Pinnacles National Park

Within a few miles of pulling off the 101 and shortly after passing the last of several industrial-size agricultural fields, the surrounding landscape quickly felt rural and remote.  The striking blue backdrop of a cloudless day nicely complemented the rolling golden hills.  The temperature gauge on my dashboard slowly ticked upwards into the 90s.  

At the turnoff for Pinnacles National Park, I was immediately greeted by an abrasive COVID-inspired orange & white barricade. Barely emoting, a bearded park ranger handed me an information sheet and indicated I should just read the scattered, brief highlighted sections.  Within 40 seconds I was on my way forward to the campground.  I already appreciated the simplicity and unpretentiousness of this park, which does not attract the attention and number of visitors that more famous National Parks in the West do.  

Despite the afternoon heat, after doing a quick camp set up which mostly  consisted of deploying my new rooftop tent and studying the park map, I decided to casually stroll down the nearby Bench trail toward the center of the park.  My campsite had absolutely no shade, so getting on the move at least provided the possibility of finding some.  I suppose I can’t help myself once my body senses it should initiate “hiking mode”, so the next thing I knew I had walked several miles to the Bear Gulch reservoir.  On the way, I saw the Pinnacles looming off to the right, uphill over sun-exposed sections of trail.  I would save the High Peaks trail for the next morning when it was cooler.  

The High Peaks looming in the distance, as seen from the Bear Gulch Trail
Bear Gulch Reservoir

The Pinnacles are a result of volcanic activity roughly 20-25 million years ago.  After the old Farallon plate subducted under the North American plate, the Pacific plate later collided with the North American plate, resulting in the San Andreas Fault zone and seeping molten rock.  Subsequent northern migration of the Pacific plate actually split the volcanic rocks, with a third remaining 195 miles southeast, called the Neenach Formation.  The migrating portion became submerged, but has eventually re-emerged as the Pinnacles we know today due to many years of erosion.  

After the stifling heat of the afternoon, the slowly arriving cool air after sundown felt absolutely delicious.  I drifted off to sleep while gazing at the the front edge of Leo the lion, demarcated by its brightest star Regulus.

By 6pm, the late afternoon shade had finally started to arrive at the campsite.
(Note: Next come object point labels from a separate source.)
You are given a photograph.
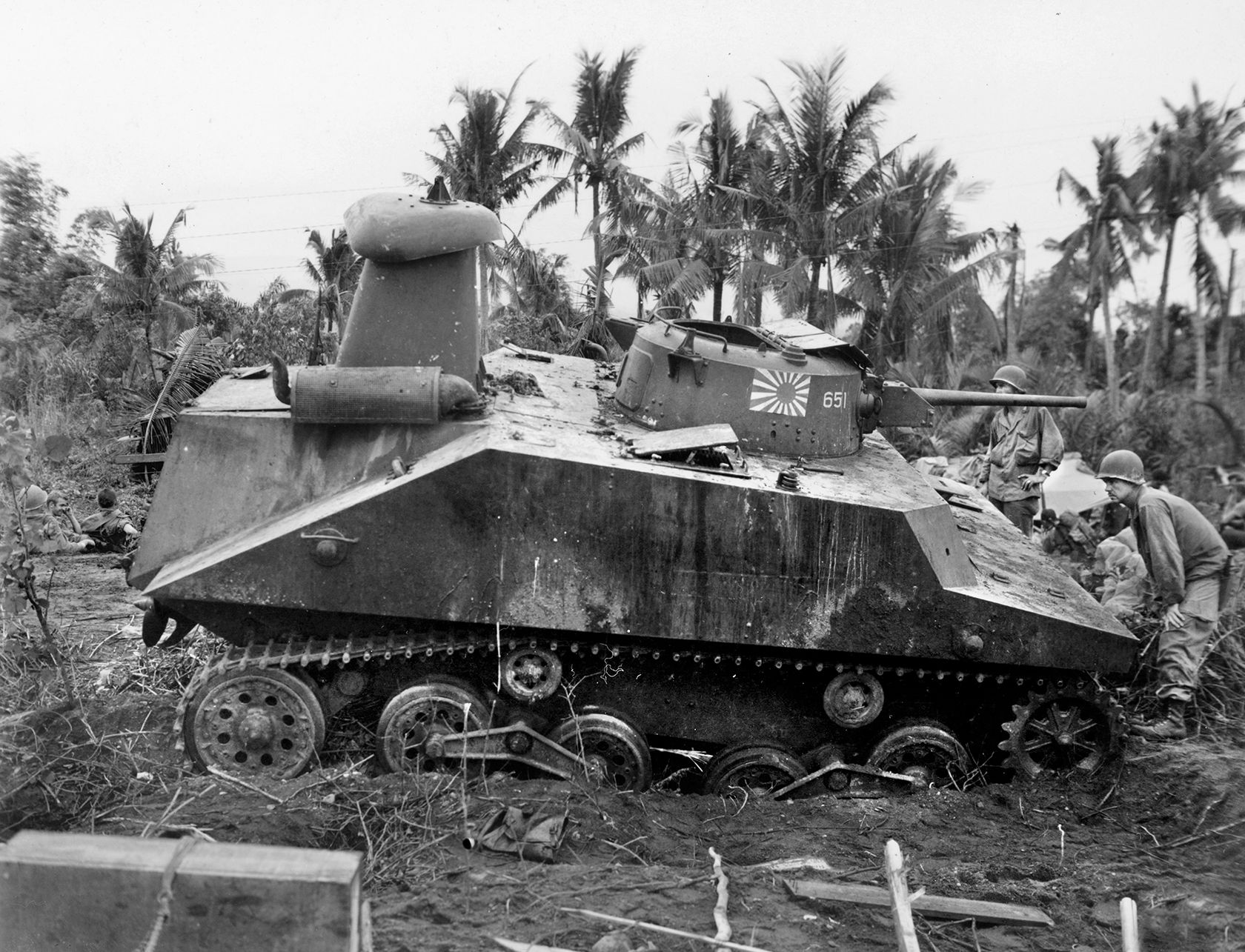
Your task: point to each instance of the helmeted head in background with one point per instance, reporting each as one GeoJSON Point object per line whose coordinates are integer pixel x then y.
{"type": "Point", "coordinates": [33, 498]}
{"type": "Point", "coordinates": [1012, 376]}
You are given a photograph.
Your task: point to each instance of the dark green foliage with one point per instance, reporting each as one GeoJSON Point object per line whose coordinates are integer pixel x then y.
{"type": "Point", "coordinates": [29, 212]}
{"type": "Point", "coordinates": [282, 322]}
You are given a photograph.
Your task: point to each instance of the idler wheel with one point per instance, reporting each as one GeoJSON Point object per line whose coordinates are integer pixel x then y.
{"type": "Point", "coordinates": [853, 699]}
{"type": "Point", "coordinates": [531, 673]}
{"type": "Point", "coordinates": [260, 722]}
{"type": "Point", "coordinates": [751, 768]}
{"type": "Point", "coordinates": [1062, 730]}
{"type": "Point", "coordinates": [412, 719]}
{"type": "Point", "coordinates": [614, 750]}
{"type": "Point", "coordinates": [926, 750]}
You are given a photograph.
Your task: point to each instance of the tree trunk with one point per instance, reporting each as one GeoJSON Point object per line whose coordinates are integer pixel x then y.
{"type": "Point", "coordinates": [1199, 347]}
{"type": "Point", "coordinates": [1225, 329]}
{"type": "Point", "coordinates": [1155, 334]}
{"type": "Point", "coordinates": [1089, 356]}
{"type": "Point", "coordinates": [812, 290]}
{"type": "Point", "coordinates": [832, 322]}
{"type": "Point", "coordinates": [1109, 347]}
{"type": "Point", "coordinates": [598, 254]}
{"type": "Point", "coordinates": [1010, 330]}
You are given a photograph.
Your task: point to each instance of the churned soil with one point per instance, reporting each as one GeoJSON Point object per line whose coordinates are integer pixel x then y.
{"type": "Point", "coordinates": [1164, 825]}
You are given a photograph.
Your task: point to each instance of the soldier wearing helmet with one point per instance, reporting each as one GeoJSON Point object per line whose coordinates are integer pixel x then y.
{"type": "Point", "coordinates": [1025, 447]}
{"type": "Point", "coordinates": [1186, 560]}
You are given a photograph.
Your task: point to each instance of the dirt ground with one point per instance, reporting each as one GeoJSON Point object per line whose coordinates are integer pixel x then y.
{"type": "Point", "coordinates": [1164, 825]}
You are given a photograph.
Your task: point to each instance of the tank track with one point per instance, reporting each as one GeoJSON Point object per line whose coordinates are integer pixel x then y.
{"type": "Point", "coordinates": [414, 648]}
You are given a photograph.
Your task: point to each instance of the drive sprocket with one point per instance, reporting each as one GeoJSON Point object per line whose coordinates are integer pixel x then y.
{"type": "Point", "coordinates": [1062, 730]}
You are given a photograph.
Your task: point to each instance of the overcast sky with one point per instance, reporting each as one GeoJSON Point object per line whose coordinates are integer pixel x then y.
{"type": "Point", "coordinates": [272, 117]}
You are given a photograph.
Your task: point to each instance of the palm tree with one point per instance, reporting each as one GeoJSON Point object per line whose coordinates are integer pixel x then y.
{"type": "Point", "coordinates": [1109, 236]}
{"type": "Point", "coordinates": [335, 270]}
{"type": "Point", "coordinates": [826, 166]}
{"type": "Point", "coordinates": [1189, 162]}
{"type": "Point", "coordinates": [150, 280]}
{"type": "Point", "coordinates": [490, 159]}
{"type": "Point", "coordinates": [915, 270]}
{"type": "Point", "coordinates": [1213, 159]}
{"type": "Point", "coordinates": [595, 152]}
{"type": "Point", "coordinates": [708, 210]}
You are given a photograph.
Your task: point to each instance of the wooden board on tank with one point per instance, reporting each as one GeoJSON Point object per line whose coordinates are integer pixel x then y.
{"type": "Point", "coordinates": [686, 439]}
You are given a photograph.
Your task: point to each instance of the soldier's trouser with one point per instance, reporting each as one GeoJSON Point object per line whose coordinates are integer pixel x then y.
{"type": "Point", "coordinates": [1021, 512]}
{"type": "Point", "coordinates": [1183, 650]}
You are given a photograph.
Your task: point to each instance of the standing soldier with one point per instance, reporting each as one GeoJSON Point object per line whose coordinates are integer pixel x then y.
{"type": "Point", "coordinates": [1025, 447]}
{"type": "Point", "coordinates": [1186, 560]}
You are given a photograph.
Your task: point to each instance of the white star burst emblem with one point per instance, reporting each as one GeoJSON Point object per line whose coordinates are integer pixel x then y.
{"type": "Point", "coordinates": [780, 392]}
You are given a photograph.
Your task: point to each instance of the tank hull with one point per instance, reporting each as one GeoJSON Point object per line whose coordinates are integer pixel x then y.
{"type": "Point", "coordinates": [710, 605]}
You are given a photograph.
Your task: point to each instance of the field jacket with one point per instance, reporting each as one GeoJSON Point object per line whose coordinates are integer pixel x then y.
{"type": "Point", "coordinates": [1177, 542]}
{"type": "Point", "coordinates": [1023, 441]}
I awoke early the next morning, which is what I wanted in order to get started before the inexorable heat.  I was on the trail by 7am.  Following the Bench and Sycamore trails as I had done the prior afternoon, I again walked along Bear Gulch, but today took a right onto the High Peaks Trail.  I encountered my first fellow hiker of the day.  Moving much slower than me, I was glad he had also gotten an early start.  The approach up to Scout Peak and view from the top looking northwest are some of the highlights of the park.  Due to social distancing precautions, the Steep and Narrow section was not open, which I have been told is the real highlight.  As they say…next time. 

High Peaks Trail
Taking a breather to look back downhill from the High Peaks Trail
Looking northward after passing the High Peaks and before descending into Juniper Canyon

After passing Scout and the other High Peaks, I descended down the Juniper Canyon trail, before hopping onto the Balconies trail.  This place is a rock climber’s dream, with a plethora of inviting boulder faces scattered about.  I continued along the Old Pinnacles trail, where the terrain becomes less dramatic, and eventually completed my loop by rejoining the Bench Trail.  The next morning I hiked a shorter inner loop consisting of the Blue Oak and Condor Gulch Trails.  

Blue Oak Trail, looking north toward the Balconies

If you only have time for one hike, I would do a loop incorporating the High Peaks and Condor Gulch trails.  These provide the best views of the dramatic pinnacle peaks and best chance at seeing a condor floating along a warm burst of air from the aptly named Condor Gulch.  

Condor Gulch Trail, one of the best bets for seeing a condor soaring above the Pinnacles

Finishing up my long hike, I passed a man jogging.  I did a double take.  At this point it was nearly noon and the sun was quickly intensifying.  Several hours later in the afternoon while I was chatting with a park worker, he passed again jogging in the other direction.  They exchanged pleasantries and the park worker explained: “Yeah, that’s Bob from Santa Cruz…he’s uhh a little crazy.  He camps here often and I see him leaping between rocks up on the trails during his long jaunts into the heat.” He’s also been known to entertain fellow campers with the didgeridoo and show off his championship yo-yo skills.  He took a swig of Modelo and gave his Dachshund a soft stroke.  “Yep, some folks are interesting.”  After offering free firewood from his nearby abode, he took another sip of his Modelo and wheeled off in his cart, just another day in The Pinnacles.